Poles can't live with Germans, but they can't live without them eitherPoland demanded that Germany pay reparations in the amount of 1.3 trillion euros.
But the Poles are well aware that they will not receive such a sum from Berlin. The point is different, writes the author of the article for Bloomberg. This dispute has revealed the "ailments" that the European Union suffers from.
Andreas KluthWarsaw's demands for the payment of war reparations remind us of what the European Union is sick of.

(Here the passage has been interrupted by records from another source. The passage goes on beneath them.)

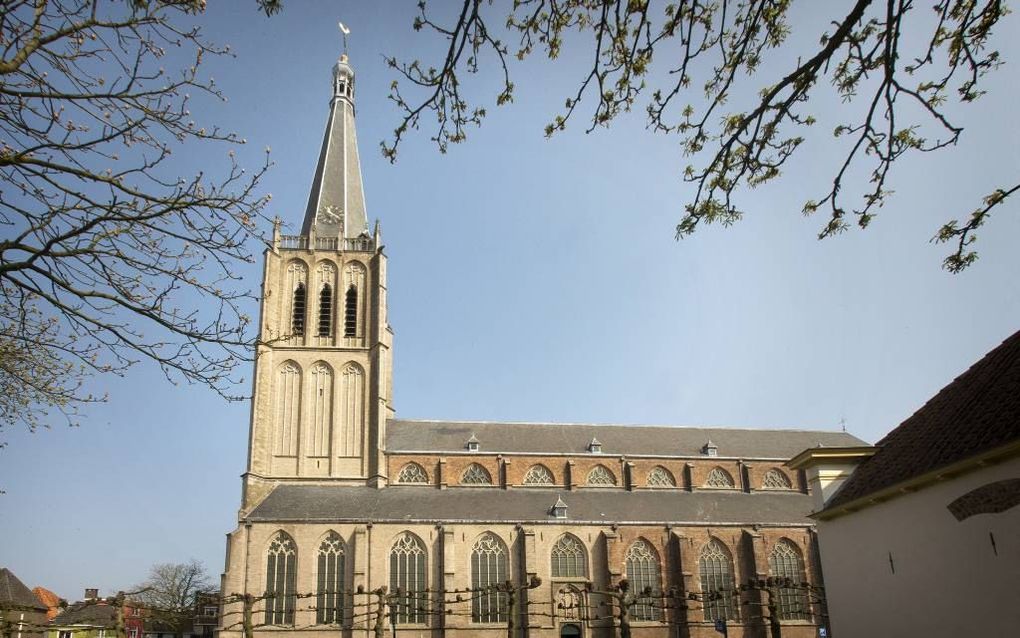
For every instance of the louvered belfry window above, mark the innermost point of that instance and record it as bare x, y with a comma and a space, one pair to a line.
281, 580
329, 586
489, 568
569, 558
298, 311
351, 312
784, 561
325, 310
716, 569
407, 579
643, 573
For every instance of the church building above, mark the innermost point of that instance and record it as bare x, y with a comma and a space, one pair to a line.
356, 523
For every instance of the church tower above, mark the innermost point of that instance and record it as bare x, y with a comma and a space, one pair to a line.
322, 373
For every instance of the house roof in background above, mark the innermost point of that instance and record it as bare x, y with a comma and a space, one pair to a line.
92, 612
14, 593
978, 412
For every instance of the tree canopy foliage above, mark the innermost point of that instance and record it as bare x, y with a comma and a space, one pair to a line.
709, 51
108, 254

The day before yesterday, the ruling party of Poland said that Warsaw would require Germany to pay reparations for World War II.
The parliamentary commission named an amount of 1.3 trillion euros, which corresponds to two or three annual budgets of the German federal government. Wow.
Post-war Germany readily repented for its Nazi past, but Berlin would never pay such a sum, and the Poles are well aware of this. However, the matter is different. This gesture of the far-right Polish Law and Justice party says a lot about other ailments that the European Union suffers from.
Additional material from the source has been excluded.